The two largest daily fantasy sports websites permanently banned their employees Wednesday from participating in fantasy contests for money, two days after a scandal erupted within the industry.
The two sites, DraftKings and FanDuel, instituted temporary bans on Tuesday. They had already prohibited employees from participating in daily fantasy contests on their own sites, but the new bans will stretch to competitor sites as well.
The sites are responding to revelations that over the weekend, a DraftKings employee inadvertently released information related to the use of NFL players in daily fantasy lineups. The same employee won $350,000 in a contest on FanDuel, and though DraftKings insisted he had not used the information improperly, the leak raised concerns about the sites' internal controls over data, access to insider information, and consumer protections within the industry.
"As a leader in the Daily Fantasy Sports industry, we take the trust of our community very seriously and remain fiercely committed to the integrity of DraftKings’ Daily Fantasy Sports product," DraftKings said in a statement.
The company also announced that it had retained the legal services of New York-based Greenberg Traurig, and that the law firm and a team led by former U.S. Attorney John Pappalardo would conduct an "investigation into the specific allegations" related to the scandal. It said it plans to release the findings once the review is complete.
Alongside its ban, FanDuel has asked former U.S. Attorney General Michael Mukasey to conduct a review of its internal practices, the company said in a release. FanDuel will also ask Mukasey for recommendations about how to strengthen its internal controls and processes and set up an advisory board.
"It’s our job to ensure that as our company grows, so does our ability to ensure that our fans can be confident in the sanctity and integrity of every game, every day," FanDuel's release said.

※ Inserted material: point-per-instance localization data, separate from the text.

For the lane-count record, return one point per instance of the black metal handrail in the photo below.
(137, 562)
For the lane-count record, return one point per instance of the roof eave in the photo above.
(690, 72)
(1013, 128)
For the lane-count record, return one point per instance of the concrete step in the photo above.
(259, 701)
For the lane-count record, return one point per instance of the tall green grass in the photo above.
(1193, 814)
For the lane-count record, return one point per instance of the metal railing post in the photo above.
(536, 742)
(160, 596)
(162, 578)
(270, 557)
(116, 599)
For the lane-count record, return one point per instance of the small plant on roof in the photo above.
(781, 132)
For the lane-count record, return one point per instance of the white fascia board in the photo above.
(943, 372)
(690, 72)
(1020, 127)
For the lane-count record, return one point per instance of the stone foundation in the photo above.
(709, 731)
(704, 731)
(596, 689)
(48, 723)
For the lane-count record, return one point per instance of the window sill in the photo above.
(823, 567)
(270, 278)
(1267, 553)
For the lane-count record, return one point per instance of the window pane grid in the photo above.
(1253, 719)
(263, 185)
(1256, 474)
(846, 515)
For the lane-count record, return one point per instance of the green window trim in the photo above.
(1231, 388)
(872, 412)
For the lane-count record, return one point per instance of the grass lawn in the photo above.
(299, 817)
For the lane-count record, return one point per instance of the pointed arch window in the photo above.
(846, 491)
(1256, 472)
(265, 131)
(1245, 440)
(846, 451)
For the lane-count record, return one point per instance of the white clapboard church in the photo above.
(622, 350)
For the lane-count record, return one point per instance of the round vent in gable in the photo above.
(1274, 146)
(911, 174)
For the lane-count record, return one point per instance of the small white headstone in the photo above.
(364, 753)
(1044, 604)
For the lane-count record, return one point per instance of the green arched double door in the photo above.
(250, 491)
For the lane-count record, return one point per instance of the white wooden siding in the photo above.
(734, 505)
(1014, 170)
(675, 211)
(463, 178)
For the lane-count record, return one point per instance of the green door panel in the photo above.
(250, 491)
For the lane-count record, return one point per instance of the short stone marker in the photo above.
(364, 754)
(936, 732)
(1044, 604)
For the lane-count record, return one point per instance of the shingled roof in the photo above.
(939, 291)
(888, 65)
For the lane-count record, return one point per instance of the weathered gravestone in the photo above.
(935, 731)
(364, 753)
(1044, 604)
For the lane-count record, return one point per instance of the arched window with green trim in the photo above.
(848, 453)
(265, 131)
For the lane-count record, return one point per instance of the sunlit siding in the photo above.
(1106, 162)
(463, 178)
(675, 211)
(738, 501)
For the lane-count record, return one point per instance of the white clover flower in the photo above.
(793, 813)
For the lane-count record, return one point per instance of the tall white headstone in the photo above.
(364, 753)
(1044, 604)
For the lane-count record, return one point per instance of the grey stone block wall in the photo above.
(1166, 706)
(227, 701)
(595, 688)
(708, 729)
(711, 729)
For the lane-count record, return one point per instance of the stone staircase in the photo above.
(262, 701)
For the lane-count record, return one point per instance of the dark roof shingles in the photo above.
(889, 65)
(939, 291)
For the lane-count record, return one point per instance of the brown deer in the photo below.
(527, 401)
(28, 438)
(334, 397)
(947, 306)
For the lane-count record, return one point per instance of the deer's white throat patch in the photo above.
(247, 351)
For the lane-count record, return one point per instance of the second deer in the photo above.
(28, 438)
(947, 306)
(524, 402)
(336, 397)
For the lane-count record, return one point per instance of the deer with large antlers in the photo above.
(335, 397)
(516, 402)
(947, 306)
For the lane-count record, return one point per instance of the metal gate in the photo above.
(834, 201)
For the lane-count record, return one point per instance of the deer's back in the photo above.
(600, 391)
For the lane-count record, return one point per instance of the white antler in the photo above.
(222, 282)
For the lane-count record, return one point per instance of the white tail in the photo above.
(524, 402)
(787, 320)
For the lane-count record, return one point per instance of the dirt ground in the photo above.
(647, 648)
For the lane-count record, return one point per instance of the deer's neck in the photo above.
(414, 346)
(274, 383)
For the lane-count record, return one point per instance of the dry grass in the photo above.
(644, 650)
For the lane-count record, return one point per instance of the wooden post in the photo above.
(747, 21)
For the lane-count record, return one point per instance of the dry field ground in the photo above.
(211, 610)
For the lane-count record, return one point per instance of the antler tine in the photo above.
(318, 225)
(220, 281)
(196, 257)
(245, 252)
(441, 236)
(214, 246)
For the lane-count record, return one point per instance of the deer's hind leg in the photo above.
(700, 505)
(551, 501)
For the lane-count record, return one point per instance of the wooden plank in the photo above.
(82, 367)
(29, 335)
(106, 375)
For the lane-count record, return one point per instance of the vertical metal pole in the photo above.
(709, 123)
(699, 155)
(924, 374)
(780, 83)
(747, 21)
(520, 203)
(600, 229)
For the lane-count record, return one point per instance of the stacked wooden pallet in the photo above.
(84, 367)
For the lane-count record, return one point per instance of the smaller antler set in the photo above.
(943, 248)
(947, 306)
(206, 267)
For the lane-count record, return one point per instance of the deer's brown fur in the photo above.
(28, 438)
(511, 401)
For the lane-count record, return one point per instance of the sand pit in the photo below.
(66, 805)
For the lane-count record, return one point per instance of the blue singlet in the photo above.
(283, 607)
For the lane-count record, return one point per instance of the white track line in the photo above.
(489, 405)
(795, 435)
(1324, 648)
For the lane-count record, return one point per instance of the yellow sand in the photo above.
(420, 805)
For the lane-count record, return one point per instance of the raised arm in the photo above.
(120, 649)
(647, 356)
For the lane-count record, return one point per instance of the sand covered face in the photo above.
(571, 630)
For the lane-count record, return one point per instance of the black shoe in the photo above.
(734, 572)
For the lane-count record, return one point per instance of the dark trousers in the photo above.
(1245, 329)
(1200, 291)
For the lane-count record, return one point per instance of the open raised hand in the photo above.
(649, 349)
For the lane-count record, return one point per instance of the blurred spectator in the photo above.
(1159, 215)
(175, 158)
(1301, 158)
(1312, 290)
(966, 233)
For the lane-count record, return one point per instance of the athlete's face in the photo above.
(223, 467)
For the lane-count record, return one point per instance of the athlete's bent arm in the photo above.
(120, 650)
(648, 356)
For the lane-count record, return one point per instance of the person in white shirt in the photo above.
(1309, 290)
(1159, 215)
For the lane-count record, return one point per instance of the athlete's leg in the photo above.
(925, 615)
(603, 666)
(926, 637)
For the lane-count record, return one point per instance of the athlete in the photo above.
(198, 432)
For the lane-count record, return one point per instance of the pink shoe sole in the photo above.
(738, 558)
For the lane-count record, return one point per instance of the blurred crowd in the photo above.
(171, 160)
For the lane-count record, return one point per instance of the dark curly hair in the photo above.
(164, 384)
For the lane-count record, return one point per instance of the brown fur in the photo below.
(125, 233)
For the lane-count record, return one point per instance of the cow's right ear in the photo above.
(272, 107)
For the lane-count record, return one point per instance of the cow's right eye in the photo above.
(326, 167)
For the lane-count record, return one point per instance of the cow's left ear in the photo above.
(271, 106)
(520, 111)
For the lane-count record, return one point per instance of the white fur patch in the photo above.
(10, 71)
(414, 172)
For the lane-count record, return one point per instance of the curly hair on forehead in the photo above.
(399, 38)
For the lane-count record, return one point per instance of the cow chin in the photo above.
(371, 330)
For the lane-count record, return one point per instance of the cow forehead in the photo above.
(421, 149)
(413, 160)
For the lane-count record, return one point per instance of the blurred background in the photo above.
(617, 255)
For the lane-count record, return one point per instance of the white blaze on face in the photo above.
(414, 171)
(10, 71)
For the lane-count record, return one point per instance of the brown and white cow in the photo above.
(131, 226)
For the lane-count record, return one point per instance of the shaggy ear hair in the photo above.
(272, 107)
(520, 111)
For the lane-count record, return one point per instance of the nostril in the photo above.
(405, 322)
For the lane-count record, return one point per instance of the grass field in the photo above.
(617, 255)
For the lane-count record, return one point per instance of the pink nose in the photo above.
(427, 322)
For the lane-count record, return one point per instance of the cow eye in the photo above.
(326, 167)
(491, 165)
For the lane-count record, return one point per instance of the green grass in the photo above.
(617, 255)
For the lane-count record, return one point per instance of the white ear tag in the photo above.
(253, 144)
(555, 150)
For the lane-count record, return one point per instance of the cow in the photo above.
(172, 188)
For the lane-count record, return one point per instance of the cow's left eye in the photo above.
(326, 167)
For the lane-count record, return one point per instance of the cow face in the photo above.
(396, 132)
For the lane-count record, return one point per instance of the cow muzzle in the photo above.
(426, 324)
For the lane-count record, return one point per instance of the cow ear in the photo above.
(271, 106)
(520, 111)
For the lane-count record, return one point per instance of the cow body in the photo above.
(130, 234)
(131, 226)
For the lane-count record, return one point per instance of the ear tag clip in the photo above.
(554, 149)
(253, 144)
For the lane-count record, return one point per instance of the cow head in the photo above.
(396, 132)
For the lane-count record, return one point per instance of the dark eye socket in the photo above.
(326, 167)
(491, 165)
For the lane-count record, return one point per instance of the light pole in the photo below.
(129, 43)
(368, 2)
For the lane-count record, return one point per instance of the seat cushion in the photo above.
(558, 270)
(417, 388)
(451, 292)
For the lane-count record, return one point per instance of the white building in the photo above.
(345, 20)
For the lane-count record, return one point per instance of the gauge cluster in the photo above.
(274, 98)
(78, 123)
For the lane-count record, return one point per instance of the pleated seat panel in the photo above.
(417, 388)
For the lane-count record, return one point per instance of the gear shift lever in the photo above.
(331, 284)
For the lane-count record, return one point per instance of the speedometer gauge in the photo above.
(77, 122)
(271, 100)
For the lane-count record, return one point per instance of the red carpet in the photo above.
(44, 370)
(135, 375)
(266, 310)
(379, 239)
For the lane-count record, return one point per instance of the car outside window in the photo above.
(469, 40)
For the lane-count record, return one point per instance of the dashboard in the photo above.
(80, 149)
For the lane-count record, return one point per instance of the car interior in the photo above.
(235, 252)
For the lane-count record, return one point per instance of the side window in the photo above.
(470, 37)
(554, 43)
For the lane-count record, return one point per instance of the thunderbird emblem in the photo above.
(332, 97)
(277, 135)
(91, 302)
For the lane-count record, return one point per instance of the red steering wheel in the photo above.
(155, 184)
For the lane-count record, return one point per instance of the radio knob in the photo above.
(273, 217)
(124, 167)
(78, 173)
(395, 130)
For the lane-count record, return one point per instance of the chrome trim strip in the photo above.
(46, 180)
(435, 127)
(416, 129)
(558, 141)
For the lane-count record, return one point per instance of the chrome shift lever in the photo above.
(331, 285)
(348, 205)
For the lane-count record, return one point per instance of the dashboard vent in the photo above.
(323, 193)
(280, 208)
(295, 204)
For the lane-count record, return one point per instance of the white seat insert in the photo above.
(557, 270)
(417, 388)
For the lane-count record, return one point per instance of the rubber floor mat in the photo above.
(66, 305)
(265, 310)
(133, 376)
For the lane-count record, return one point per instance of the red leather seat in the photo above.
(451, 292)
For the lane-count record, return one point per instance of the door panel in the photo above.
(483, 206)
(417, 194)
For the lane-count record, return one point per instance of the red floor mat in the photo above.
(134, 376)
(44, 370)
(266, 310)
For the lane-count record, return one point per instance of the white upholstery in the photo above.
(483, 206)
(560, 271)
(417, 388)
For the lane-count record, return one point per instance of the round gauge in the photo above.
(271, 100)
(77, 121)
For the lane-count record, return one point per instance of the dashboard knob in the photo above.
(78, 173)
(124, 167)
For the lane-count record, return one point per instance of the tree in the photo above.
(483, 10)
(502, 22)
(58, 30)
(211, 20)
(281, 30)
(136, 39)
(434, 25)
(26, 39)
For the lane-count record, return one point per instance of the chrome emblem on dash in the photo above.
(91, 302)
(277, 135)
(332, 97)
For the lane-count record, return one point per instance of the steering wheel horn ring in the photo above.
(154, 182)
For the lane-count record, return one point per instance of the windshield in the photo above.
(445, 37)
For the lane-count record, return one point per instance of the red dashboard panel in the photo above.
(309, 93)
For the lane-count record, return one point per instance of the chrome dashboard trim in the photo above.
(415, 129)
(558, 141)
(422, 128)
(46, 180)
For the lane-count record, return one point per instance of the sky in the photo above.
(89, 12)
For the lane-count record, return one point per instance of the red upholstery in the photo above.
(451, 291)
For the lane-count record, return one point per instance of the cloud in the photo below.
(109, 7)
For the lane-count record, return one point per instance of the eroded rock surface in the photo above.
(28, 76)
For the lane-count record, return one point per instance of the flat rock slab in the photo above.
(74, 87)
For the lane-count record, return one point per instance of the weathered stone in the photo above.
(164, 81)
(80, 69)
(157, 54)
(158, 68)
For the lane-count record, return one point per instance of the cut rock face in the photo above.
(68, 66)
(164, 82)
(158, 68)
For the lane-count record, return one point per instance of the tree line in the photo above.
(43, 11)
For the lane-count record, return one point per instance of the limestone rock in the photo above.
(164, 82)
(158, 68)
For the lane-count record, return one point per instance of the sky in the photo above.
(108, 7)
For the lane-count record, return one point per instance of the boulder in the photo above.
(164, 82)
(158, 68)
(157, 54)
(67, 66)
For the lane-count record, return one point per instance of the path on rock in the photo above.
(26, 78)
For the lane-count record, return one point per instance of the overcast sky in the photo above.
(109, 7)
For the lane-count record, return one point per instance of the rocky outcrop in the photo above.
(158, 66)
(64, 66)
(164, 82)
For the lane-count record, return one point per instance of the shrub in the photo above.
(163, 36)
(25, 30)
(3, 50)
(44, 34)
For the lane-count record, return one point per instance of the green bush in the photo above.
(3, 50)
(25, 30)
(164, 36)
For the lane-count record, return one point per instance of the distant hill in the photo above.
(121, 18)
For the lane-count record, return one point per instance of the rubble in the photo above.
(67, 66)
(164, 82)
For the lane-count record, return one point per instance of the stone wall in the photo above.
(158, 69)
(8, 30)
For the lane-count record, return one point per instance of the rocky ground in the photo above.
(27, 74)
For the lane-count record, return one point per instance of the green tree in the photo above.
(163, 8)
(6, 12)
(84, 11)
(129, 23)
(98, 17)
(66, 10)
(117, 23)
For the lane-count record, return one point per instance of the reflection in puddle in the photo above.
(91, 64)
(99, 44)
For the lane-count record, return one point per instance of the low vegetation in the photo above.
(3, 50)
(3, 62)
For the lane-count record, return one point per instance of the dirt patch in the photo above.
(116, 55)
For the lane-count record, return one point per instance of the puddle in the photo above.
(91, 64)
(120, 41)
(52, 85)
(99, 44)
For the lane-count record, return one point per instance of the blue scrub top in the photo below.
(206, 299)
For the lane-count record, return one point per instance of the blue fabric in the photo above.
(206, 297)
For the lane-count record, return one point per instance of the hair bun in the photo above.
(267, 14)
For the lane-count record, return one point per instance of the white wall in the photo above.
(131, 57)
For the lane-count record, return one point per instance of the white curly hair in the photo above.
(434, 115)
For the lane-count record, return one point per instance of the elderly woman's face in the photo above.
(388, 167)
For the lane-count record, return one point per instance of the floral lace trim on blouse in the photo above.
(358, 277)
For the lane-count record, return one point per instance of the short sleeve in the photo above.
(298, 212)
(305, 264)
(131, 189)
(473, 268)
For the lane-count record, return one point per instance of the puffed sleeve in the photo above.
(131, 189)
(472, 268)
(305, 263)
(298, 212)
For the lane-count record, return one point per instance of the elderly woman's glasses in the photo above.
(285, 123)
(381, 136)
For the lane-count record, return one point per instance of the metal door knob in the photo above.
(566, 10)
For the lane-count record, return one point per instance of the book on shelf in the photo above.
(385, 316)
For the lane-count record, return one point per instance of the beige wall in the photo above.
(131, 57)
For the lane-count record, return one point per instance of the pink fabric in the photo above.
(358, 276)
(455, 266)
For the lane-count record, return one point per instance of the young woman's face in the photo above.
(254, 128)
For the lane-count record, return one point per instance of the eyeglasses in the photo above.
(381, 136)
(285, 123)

The moves to boost transparency and security come as federal lawmakers and state authorities have shown an increasing interest in the daily fantasy industry. Multiple members of Congress, including Senate Minority Leader Harry Reid (D-Nev.), said Tuesday that lawmakers should examine the industry in the wake of the scandal, and the House Energy and Commerce Committee is expected to hold a hearing about daily fantasy in the months ahead.
New York Attorney General Eric Schneiderman launched his own investigation into the companies Tuesday, adding to the list of state attorneys general and gaming commissions that are weighing issues around daily fantasy's legality.
The moves are unlikely to put a total end to calls to step up oversight of daily fantasy, which may be "an industry growing faster than its ability to self-police,” Chris Grove, the editor of legalsportsreport.com, told The Huffington Post on Tuesday. Grove was among the first to break news of the scandal.
But the effort could help boost perceptions of the two companies in the eyes of its growing base of users and its business partners, including Major League Baseball and ESPN, both of which expressed concern (and in ESPN's case, removed some promotions) over the issue. And it could be a positive first step for the daily fantasy sites in response to the scandal.
"The industry needs to figure out what their best practices are," UCLA law professor Stephen Bainbridge told HuffPost Tuesday. "Or somebody's going to come along and make them do it."